Continued Charging of Interest After Write-Off


Brak43
 Share

Recommended Posts

In the last couple of years, we have gone through some bad financial times including job loss and medical problems. During this time we have done our best to keep up with bills, but some things have been impossible to keep up on. It has always been my position to these companies that I fully intend on paying the amount back but needed some temporary relief. Few have been receptive.

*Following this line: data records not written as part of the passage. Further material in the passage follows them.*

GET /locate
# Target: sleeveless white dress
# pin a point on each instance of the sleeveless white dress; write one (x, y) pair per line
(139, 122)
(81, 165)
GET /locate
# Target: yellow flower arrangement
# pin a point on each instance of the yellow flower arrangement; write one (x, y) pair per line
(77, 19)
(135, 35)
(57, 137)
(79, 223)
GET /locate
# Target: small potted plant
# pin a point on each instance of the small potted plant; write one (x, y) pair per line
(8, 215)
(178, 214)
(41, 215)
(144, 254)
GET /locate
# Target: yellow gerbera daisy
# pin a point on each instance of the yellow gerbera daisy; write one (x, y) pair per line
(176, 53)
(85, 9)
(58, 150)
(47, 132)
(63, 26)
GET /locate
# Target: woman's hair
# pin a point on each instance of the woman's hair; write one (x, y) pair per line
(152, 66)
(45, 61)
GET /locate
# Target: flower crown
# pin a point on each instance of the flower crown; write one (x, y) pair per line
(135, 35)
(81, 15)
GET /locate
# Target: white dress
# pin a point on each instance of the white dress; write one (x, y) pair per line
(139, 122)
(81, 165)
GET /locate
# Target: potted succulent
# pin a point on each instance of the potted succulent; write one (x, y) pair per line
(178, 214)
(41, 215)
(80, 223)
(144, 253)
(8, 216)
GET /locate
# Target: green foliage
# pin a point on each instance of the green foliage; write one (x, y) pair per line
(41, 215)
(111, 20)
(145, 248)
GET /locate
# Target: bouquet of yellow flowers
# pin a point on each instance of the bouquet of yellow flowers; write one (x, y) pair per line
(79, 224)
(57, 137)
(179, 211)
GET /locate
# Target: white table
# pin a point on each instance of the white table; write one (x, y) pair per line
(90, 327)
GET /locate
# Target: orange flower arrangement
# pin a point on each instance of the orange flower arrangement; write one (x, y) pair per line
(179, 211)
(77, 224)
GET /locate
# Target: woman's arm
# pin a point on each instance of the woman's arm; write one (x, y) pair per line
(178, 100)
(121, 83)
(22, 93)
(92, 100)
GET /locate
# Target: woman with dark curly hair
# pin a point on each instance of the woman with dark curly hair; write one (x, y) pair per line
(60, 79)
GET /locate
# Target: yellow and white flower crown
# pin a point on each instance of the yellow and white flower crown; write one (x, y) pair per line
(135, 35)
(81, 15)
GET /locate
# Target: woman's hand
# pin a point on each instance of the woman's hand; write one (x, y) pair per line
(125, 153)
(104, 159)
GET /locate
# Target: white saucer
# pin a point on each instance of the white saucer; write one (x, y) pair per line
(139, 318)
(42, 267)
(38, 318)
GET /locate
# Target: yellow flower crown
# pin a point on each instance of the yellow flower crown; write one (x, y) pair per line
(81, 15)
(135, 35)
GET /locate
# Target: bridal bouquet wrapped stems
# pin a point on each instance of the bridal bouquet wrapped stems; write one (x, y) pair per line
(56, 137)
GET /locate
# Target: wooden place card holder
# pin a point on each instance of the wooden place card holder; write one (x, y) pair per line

Our credit card (whose name I will refrain from using but starts with Cap and ends with One) debt was written-off by the company. I fully understand that I am still responsible for the amount; however, I told the rep that the most I could do right now is $30 a month and would be glad to review it with them on a regular basis for possible increase. They told me that wasn't enough because the account was being charged about $60 a month in interest.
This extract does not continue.